It truly was a bizarre scene at the Honda Center on Tuesday night when Anaheim Ducks
defenseman Scott Niedermayer
and Detroit Red Wings
forward Pavel Datsyuk
dropped the gloves just moments after the final horn sounded on Anaheim's 2-1 victory in Game 6.
Niedermayer, who caught Datsyuk with an elbow moments before the gloves came off, was willing to discuss the incident afterwards. Datsyuk? Not so much.
"There was a lot going on," Niedermayer said. "I don't know how it all started. The next thing you know, my gloves are off. That doesn't happen too often. I didn't even know who it was at first. I took a couple of punches to the face. I guess after a couple, I figured I'll try a couple."
Datsyuk -- a 2009 finalist for the Lady Byng Trophy for sportsmanship and gentlemanly play -- was still less than amused when the Red Wings' plane touched down in Detroit late Wednesday afternoon.
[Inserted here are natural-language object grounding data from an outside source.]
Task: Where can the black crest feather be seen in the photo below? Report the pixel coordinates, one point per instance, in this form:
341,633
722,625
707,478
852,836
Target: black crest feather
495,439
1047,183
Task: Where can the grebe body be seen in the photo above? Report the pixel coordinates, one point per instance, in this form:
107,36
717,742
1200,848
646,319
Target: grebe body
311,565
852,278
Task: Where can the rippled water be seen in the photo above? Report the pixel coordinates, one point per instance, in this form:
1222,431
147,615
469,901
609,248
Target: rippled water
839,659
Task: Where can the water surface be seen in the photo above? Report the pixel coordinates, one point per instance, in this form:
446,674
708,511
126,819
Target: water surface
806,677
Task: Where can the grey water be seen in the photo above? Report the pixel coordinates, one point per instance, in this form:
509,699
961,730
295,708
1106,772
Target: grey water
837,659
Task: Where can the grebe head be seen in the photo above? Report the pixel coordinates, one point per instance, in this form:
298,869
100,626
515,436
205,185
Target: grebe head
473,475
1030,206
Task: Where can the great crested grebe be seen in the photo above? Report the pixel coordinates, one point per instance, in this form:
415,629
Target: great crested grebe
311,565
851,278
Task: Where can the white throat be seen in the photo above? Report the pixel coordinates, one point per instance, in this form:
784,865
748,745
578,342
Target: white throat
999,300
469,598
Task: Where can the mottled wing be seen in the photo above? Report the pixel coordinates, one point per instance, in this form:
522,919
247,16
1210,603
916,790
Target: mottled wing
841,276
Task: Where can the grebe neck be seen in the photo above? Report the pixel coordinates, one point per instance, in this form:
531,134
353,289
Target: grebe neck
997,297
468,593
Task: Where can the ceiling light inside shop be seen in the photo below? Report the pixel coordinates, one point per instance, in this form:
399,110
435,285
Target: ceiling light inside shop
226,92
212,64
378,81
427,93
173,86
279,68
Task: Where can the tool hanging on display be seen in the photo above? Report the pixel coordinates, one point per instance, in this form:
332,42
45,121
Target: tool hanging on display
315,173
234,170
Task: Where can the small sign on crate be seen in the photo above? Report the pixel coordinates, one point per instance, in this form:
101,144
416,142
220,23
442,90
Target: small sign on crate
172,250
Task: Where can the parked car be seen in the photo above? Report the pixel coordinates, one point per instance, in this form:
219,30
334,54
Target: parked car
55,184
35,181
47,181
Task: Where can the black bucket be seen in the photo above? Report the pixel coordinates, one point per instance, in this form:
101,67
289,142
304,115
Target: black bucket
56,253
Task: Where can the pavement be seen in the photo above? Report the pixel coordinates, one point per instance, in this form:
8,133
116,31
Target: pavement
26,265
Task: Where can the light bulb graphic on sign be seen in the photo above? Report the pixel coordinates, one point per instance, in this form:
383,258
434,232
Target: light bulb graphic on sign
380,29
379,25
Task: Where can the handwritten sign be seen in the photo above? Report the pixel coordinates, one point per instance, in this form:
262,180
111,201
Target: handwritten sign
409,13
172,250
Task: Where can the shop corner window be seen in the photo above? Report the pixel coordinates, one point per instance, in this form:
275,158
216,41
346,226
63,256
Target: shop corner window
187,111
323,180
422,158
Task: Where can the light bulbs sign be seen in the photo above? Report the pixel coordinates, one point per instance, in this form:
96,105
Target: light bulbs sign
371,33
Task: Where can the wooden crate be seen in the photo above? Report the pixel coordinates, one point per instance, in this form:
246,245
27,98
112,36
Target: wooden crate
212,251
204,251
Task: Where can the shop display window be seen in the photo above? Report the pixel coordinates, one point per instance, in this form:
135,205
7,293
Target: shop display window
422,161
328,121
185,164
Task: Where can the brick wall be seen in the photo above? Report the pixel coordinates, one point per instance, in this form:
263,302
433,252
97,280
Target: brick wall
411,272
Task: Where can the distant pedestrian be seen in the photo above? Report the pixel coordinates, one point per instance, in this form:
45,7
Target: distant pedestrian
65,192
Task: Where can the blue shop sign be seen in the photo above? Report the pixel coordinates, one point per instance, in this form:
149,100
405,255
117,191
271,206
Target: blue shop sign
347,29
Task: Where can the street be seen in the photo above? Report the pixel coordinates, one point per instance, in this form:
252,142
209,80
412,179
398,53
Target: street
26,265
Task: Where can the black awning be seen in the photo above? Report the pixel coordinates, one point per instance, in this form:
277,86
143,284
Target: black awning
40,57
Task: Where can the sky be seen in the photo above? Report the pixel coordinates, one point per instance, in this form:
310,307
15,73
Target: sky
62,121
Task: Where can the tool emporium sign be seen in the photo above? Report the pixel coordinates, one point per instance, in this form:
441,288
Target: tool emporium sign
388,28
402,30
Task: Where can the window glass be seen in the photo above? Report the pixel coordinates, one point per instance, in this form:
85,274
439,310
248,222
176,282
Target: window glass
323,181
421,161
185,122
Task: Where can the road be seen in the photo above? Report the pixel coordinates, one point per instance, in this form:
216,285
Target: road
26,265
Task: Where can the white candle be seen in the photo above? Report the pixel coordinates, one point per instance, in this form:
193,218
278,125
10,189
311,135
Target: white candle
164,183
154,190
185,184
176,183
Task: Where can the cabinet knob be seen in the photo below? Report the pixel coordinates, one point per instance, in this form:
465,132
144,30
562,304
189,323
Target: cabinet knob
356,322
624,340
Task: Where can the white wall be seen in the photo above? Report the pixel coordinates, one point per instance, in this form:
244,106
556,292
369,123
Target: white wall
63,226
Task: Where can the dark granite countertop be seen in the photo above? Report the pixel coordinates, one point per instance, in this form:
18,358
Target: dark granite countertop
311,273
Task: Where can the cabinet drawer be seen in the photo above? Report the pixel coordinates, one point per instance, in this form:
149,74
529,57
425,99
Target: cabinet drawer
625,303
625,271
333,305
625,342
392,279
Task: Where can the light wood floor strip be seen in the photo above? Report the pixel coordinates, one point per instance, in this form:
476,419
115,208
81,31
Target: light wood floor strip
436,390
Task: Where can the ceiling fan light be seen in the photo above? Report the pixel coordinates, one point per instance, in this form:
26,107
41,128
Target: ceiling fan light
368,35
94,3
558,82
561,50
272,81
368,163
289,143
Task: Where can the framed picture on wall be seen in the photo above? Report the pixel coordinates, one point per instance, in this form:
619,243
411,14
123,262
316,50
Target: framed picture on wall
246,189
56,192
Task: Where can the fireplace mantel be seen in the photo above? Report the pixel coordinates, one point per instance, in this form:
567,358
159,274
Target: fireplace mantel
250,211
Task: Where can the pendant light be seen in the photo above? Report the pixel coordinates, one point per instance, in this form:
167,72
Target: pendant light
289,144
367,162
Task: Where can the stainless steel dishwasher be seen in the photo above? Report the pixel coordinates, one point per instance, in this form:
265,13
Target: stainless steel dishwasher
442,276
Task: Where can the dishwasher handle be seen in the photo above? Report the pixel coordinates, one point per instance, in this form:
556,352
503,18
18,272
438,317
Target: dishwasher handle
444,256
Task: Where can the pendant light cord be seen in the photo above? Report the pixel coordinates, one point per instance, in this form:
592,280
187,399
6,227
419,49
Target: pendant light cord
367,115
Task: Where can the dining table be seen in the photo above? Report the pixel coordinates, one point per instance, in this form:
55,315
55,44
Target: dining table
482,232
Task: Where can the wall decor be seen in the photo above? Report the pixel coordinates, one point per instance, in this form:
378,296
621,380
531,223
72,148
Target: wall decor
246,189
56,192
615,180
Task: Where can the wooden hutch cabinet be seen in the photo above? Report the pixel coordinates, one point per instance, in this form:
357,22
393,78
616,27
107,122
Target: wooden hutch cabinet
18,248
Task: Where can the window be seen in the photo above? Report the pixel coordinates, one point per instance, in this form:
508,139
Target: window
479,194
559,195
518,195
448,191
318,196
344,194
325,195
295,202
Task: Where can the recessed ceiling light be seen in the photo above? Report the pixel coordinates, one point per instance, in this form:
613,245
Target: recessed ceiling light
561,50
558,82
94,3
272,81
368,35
"Why talk about it?" said Datsyuk, who has been held without a goal in this series. "He let them off, like that? Awesome. Ignore it. Ignore his game."
Perhaps this will all go away once the puck drops in Game 7 on Thursday at Joe Louis Arena. From the sound of it, the Wings are hopeful it will end without any rough stuff. They certainly held their collective breath on the bench not only watching the Datsyuk-Niedermayer bout, but also the fact that Brian Rafalski
took some shots to the head from Ducks forward Corey Perry
. Rafalski missed the first five games of the series before returning to the lineup for Game 6.
"When you've got our best players … Pavel getting kind of manhandled and Raffie as well, it just seems like at the end of every game there's always something going on," Detroit forward Kirk Maltby
said. "You just put it in the back of your mind and worry about the game tomorrow.
"It seems like a lot of our games have been ending in skirmishes. For us, the best way to answer that is to try and win this next game and put it to rest. We're not happy with maybe a few liberties, but the past is the past."
Maltby was asked if he believes the Ducks were trying to send a message at the conclusion of Tuesday's game, which saw eight penalties handed out.
"I don't know what the message is … it seems like a daily occurrence at the end of games with these guys," he said. "They play the way they play and do what they feel is necessary to get an edge. For us, it's about just doing what we're supposed to do. We can't respond to certain things."